【大分国際車いすマラソン】一人の医師の情熱から始まった、思い受け継ぐ奇跡の大会
【写真:社会福祉法人 太陽の家】
男子の注目選手は、クラスT34/T53/T54、大会3連覇中で世界記録保持者のマルセル・フグ選手(スイス)。昨年の東京パラリンピック大会では、フィールド競技含め4個の金メダルを獲得しました。日本選手も負けてはいません。日本記録保持者の鈴木 朋樹選手。昨年の同大会ではフグ選手に敗れ2位でしたが、雪辱が期待されます。
女子は、前回大会優勝の喜納 翼選手が連覇に挑みます。48歳の鉄人・土田 和歌子選手、東京パラリンピック・銅メダリストのニキタ・デンブア選手(オランダ)も出場します。
40回を超え、今では国内外から多くの選手が参加するようになり、ハイレベルな世界的にも大きな大会になりました。
しかし、第1回大会が行われたのは1981年。まだまだパラスポーツ、障害者スポーツが現在のように多くの人の目に触れる機会が少なかった時代です。社会の理解も足りなかったと言えます。だからこそ、この大会は、情熱と信念を持った人々の思いが集結し、多くの壁を乗り越え成長していった奇跡の大会なのです。
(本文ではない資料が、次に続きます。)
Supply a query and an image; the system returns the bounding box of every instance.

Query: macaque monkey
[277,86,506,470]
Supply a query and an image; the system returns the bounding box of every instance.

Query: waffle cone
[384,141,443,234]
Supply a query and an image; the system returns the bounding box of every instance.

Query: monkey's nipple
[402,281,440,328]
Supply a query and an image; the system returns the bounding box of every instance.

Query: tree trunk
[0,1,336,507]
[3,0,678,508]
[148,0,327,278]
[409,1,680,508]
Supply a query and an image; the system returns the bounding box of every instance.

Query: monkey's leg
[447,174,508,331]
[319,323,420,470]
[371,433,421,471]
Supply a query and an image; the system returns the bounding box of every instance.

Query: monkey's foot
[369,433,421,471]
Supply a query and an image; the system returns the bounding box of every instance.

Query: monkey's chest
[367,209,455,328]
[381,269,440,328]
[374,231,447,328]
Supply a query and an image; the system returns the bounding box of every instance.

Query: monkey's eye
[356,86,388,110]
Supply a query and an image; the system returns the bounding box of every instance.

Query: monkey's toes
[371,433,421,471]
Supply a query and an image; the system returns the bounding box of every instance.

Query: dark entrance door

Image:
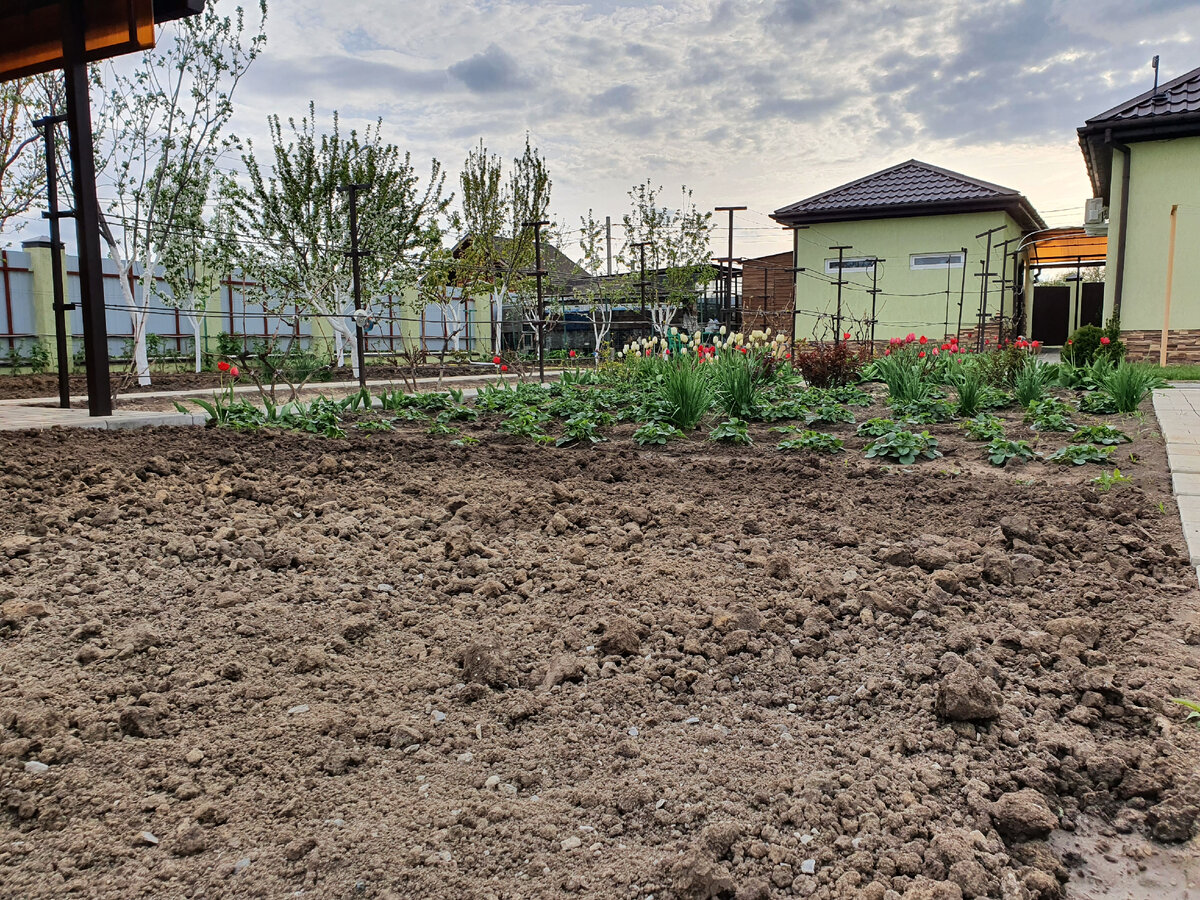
[1080,282,1104,329]
[1031,285,1070,345]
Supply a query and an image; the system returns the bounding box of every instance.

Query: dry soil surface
[1,408,1199,900]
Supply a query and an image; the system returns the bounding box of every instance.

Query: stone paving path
[1153,384,1200,566]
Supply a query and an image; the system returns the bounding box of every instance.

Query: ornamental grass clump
[1013,357,1057,408]
[1101,363,1165,413]
[950,365,985,417]
[659,362,713,430]
[711,352,759,419]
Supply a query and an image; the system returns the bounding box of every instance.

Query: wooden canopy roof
[0,0,202,81]
[1025,227,1108,269]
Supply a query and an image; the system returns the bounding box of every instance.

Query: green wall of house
[1104,136,1200,333]
[790,211,1029,344]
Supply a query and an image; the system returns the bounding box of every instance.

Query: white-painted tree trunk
[186,310,202,373]
[651,303,677,338]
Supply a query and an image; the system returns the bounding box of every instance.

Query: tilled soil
[1,405,1199,900]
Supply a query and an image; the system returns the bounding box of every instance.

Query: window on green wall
[824,256,877,275]
[910,252,965,270]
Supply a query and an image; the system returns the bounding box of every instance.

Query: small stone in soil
[561,836,582,851]
[23,760,49,775]
[287,705,309,715]
[800,859,816,874]
[138,832,159,846]
[234,858,251,873]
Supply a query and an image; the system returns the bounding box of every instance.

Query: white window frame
[910,251,965,271]
[824,256,876,275]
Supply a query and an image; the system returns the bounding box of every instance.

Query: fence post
[22,241,72,373]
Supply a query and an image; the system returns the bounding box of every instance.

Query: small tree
[157,198,234,373]
[95,2,265,385]
[577,209,631,361]
[620,181,715,336]
[0,77,48,236]
[229,106,450,379]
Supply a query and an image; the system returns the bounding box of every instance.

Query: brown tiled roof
[772,160,1045,232]
[1077,64,1200,201]
[1085,64,1200,125]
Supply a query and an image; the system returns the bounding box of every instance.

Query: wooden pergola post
[1161,204,1179,367]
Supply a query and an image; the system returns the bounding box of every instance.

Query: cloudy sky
[11,0,1200,261]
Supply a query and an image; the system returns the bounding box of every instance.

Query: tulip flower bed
[2,337,1199,899]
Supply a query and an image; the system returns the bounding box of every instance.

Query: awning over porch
[1025,227,1108,269]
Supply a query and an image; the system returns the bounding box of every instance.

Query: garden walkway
[0,371,517,432]
[1154,383,1200,568]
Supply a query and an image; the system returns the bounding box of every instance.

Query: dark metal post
[715,206,746,327]
[633,240,650,322]
[36,113,73,409]
[63,2,112,416]
[605,216,612,276]
[523,219,550,383]
[867,258,885,351]
[956,248,969,342]
[339,182,371,391]
[975,226,1004,351]
[830,245,852,344]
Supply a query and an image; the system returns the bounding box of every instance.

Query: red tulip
[931,347,939,356]
[905,333,915,343]
[919,335,927,345]
[784,352,791,359]
[1067,340,1074,346]
[500,364,508,372]
[569,350,576,358]
[843,332,851,340]
[492,355,502,364]
[884,349,891,356]
[1100,336,1111,345]
[918,351,925,358]
[229,366,239,377]
[739,347,747,354]
[217,360,230,373]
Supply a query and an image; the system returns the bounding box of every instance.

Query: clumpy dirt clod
[1,416,1199,899]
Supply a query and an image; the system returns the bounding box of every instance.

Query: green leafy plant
[556,414,606,447]
[864,430,941,464]
[890,397,956,423]
[1072,424,1130,445]
[1101,362,1165,413]
[1029,412,1076,433]
[1092,468,1132,491]
[985,438,1038,467]
[633,421,685,446]
[856,417,898,438]
[1079,391,1120,414]
[27,341,52,375]
[978,386,1014,409]
[450,436,480,447]
[1170,698,1200,728]
[1048,443,1115,466]
[356,418,395,433]
[426,422,459,436]
[960,413,1005,441]
[777,430,844,453]
[804,403,855,426]
[710,418,752,445]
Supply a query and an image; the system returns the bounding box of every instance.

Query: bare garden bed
[1,398,1199,899]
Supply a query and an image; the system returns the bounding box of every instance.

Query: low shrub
[792,342,865,387]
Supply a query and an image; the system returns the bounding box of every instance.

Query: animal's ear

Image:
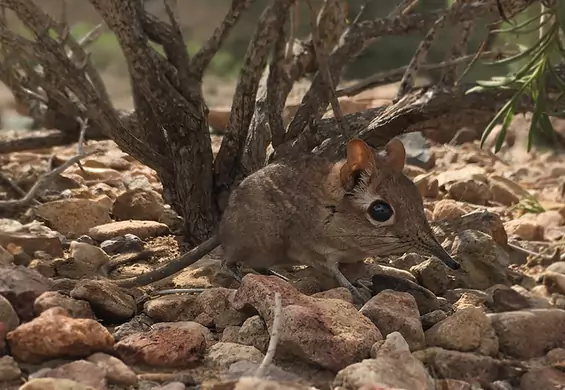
[384,138,406,172]
[340,139,376,190]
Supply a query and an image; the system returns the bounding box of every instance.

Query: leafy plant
[465,0,565,153]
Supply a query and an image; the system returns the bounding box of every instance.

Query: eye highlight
[368,200,394,222]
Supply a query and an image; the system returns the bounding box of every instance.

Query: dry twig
[255,292,283,378]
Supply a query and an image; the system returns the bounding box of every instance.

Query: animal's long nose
[430,242,461,270]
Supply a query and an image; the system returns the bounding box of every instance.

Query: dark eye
[368,200,394,222]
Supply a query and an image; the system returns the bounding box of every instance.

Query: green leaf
[490,8,553,34]
[495,106,515,152]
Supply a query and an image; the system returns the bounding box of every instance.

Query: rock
[114,324,206,367]
[413,347,508,384]
[19,378,98,390]
[88,220,168,241]
[70,280,136,322]
[44,360,106,390]
[333,332,433,390]
[489,286,531,312]
[488,309,565,359]
[451,230,511,290]
[112,188,165,221]
[414,174,439,199]
[425,307,499,356]
[111,314,153,342]
[237,315,270,353]
[0,265,52,321]
[547,261,565,274]
[434,379,472,390]
[34,199,111,236]
[371,274,440,314]
[541,271,565,295]
[151,321,214,343]
[452,292,488,312]
[207,377,311,390]
[431,211,508,248]
[144,294,198,322]
[410,258,452,295]
[69,241,110,271]
[0,245,14,266]
[446,179,491,205]
[0,355,21,382]
[547,347,565,363]
[34,291,95,319]
[100,234,144,255]
[0,294,19,332]
[311,287,354,303]
[360,290,425,351]
[436,166,487,188]
[6,307,114,363]
[488,176,526,206]
[398,132,435,170]
[420,310,447,330]
[231,274,381,372]
[86,352,138,387]
[0,228,63,257]
[520,368,565,390]
[194,288,248,330]
[389,253,424,271]
[205,342,264,370]
[504,219,544,241]
[536,210,564,228]
[432,200,467,221]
そんな大会の出発点には、一人の医師の存在がありました。
本文:佐野 慎輔(笹川スポーツ財団 理事/尚美学園大学 教授)
地域住民とともに
「がんばって」「あした楽しみにしているよ」
大分車いすマラソンの参加選手たちが商店街をパレード(写真は2019年のものです) 【笹川スポーツ財団スタッフ撮影(2019年)】
一人の医師から始まった
思えば1981年、国際障害者年に合わせてこの世界初の車いす単独大会が始まった。呼びかけたのは「日本パラリンピックの父」と呼ばれた医師、中村裕である。
「先生、僕らもマラソン大会に出たい」
中村は開催に尽力した1964年東京パラリンピックの翌年、別府に障害者の社会復帰を支援する福祉法人『太陽の家』を創設。スポーツによるリハビリに力をいれていた。その『太陽の家』入所者である車いすランナーからかけられた言葉がきっかけとなった。
中村裕 【写真:社会福祉法人 太陽の家】
しかし、県陸上競技協会の回答は「マラソンとは二本の脚で走る」という定義に従い、「NO」だった。ただ「単独開催ならば…」との言葉を引き出し、中村は開催にむけて走り出した。それがこの大会である。
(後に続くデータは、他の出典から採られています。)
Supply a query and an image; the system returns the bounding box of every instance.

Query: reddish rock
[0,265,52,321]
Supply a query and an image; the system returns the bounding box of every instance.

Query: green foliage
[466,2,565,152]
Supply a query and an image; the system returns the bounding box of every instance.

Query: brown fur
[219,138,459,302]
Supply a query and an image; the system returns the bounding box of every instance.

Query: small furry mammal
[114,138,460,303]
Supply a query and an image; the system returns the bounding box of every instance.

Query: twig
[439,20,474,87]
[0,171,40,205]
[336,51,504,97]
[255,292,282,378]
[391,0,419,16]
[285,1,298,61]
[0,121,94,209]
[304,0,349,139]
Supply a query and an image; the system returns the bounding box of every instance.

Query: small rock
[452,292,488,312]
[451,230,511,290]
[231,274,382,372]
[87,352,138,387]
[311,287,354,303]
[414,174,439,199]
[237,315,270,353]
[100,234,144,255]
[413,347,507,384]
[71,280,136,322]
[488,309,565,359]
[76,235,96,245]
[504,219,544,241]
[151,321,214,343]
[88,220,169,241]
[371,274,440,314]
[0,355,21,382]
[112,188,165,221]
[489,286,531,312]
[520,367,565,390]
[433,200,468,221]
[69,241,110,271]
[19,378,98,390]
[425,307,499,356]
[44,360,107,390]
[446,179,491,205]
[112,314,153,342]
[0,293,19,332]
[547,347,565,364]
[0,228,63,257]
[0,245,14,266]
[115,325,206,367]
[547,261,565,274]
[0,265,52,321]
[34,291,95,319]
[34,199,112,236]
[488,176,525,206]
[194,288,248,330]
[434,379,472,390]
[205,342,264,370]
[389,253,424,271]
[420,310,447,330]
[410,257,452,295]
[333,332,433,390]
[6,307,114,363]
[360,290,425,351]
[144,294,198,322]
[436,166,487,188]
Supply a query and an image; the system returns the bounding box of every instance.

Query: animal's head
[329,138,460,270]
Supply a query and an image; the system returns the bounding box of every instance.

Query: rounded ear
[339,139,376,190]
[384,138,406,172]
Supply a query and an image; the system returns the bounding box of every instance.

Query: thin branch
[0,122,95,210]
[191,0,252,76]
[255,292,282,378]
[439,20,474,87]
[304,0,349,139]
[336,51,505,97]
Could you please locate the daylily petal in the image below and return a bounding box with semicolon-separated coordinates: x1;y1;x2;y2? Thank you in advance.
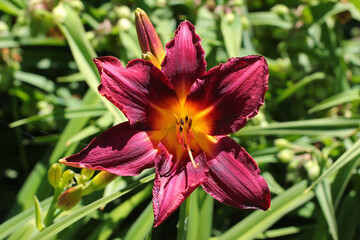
60;122;156;176
94;57;180;130
200;135;270;210
162;21;206;103
152;145;208;227
186;56;269;135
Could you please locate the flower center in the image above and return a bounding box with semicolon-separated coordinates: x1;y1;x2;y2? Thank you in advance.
173;114;199;168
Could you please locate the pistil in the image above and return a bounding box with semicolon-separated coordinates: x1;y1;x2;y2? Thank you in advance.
187;145;199;168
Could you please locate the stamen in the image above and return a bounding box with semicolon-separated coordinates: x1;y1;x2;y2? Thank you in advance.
188;117;193;129
187;146;199;169
176;126;182;144
173;114;180;125
180;127;185;150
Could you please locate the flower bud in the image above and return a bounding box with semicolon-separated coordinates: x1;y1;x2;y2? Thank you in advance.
225;12;235;23
274;138;291;150
81;168;95;180
52;4;67;23
241;16;250;30
271;4;289;16
304;161;320;180
135;8;165;65
69;0;84;13
115;6;131;19
57;185;83;210
62;169;74;187
0;21;9;37
117;18;131;31
277;149;294;163
82;171;117;196
79;174;88;184
48;163;62;188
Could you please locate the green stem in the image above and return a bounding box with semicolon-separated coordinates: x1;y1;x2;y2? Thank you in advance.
177;197;190;240
43;188;62;227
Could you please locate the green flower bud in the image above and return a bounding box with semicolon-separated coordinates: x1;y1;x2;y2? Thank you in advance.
304;161;320;180
81;169;95;180
241;16;250;30
156;0;167;7
274;138;291;150
271;4;289;16
277;149;294;163
0;21;9;37
233;0;244;6
62;169;74;187
52;4;67;23
225;12;235;24
288;158;300;170
82;171;117;196
57;185;83;210
48;163;62;188
78;174;88;185
69;0;84;13
114;6;131;19
117;18;131;31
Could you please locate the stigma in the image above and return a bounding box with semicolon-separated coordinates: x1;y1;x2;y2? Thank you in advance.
173;114;198;168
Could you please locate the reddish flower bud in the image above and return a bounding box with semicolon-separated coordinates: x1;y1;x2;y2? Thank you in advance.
57;185;83;210
135;8;165;65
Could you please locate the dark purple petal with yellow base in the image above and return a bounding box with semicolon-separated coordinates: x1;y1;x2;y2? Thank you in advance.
94;57;180;131
200;135;270;210
60;122;157;176
186;56;269;135
152;145;208;227
162;21;206;103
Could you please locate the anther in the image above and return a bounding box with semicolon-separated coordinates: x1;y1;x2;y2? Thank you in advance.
185;116;188;122
180;118;184;125
179;125;183;132
188;117;193;129
173;114;180;125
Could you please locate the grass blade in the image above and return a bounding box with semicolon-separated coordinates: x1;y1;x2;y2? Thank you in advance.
234;118;360;137
308;88;360;113
123;202;154;240
57;3;126;123
274;72;325;104
217;181;314;240
315;181;338;240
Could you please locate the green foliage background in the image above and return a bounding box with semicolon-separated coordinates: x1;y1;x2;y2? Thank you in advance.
0;0;360;239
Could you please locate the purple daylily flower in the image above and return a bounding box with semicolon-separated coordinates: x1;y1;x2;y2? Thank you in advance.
61;21;271;227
「障害者だからといって特別扱いすることはない。ただ、彼らに機会を与えてほしい」― 中村の信念がこの共生社会のモデルのような大会を生んだ。
中村裕とは…?
周囲の冷たい反応にもめげず、1961年には大分県身体障害者スポーツ大会を創設、64年の東京パラリンピック開催に道を開いた。75年にはアジア、太平洋地域の障害者によるスポーツ大会「極東・南太平洋身体障害者スポーツ大会」通称フェスピックを創設し、別府で第1回大会を開催した。現アジア・パラリンピック競技大会の前身である。
同時に社会福祉法人『太陽の家』とオムロン(当時は立石電機)やソニー、ホンダ、そして三菱商事や富士通、デンソーといった日本を代表する企業と一緒に合弁会社を創り、障害者の雇用を進めたことはつとに知られる。
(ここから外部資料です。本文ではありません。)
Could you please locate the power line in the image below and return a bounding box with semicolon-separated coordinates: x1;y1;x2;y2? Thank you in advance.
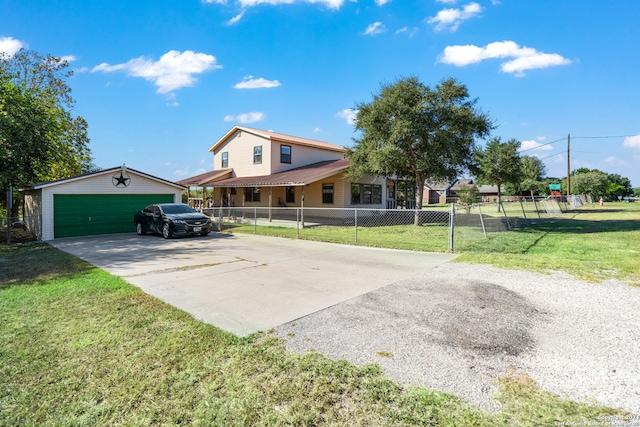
519;137;566;152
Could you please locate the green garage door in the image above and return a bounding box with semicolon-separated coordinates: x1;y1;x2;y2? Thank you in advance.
54;194;174;238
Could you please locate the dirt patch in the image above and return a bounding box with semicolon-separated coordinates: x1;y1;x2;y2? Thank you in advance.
425;280;541;356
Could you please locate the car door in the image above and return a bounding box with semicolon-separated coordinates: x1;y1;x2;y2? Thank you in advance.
151;205;163;233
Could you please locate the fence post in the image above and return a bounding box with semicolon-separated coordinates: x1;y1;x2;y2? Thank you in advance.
449;203;455;252
254;207;257;234
477;203;487;238
354;209;358;244
533;197;541;219
6;187;12;245
296;208;300;238
519;198;529;226
500;201;512;230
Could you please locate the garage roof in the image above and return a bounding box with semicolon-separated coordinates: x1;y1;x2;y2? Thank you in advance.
26;166;186;190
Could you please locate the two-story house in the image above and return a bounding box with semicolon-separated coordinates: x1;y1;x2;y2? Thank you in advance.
177;126;388;210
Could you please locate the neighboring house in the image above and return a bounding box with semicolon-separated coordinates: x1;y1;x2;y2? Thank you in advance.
177;126;388;210
423;178;499;204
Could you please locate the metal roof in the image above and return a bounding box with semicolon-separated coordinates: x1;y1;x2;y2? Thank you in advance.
208;125;348;154
175;169;233;186
209;159;350;187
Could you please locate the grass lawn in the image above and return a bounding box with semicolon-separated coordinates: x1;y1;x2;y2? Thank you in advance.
0;243;631;426
454;203;640;284
222;203;640;285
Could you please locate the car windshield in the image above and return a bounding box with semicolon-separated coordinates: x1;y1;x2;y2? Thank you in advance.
161;204;197;214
中村はそうした活動をしっかり根付かせて1984年7月、57歳の若さで風のように逝った。しかし、その精神はいまに残る。
「No Charity, but a Chance!」
いまや、中村の思いに賛同したトップ企業が『大分国際車いすマラソン』のよき理解者となり、毎年応援団を編成して声援を送り続けている。三菱商事などは社員ボランティアを募り、会場整備や選手の受付など運営に大きな役割を果たしている。
中村の撒いた種が確実に、着実に花開いているのだ。
語り継ぐこと
男女マラソンT34/T53/T54の優勝者には「中村裕賞」が贈られる 【笹川スポーツ財団スタッフ撮影(2019年)】
しかし、そうした顕彰だけではなく、なにか未来に中村の存在を語り継ぐ縁よすがが欲しい。そんな思い抱くのは私ひとりだろうか。オリンピックでは100周年記念となった1996年アトランタ大会から再び、創設者ピエール・ド・クーベルタンの功績を開会式で紹介するようになった。変化とともに種を撒いた人をどう語り継ぐか、それもまた大事なことだと考える。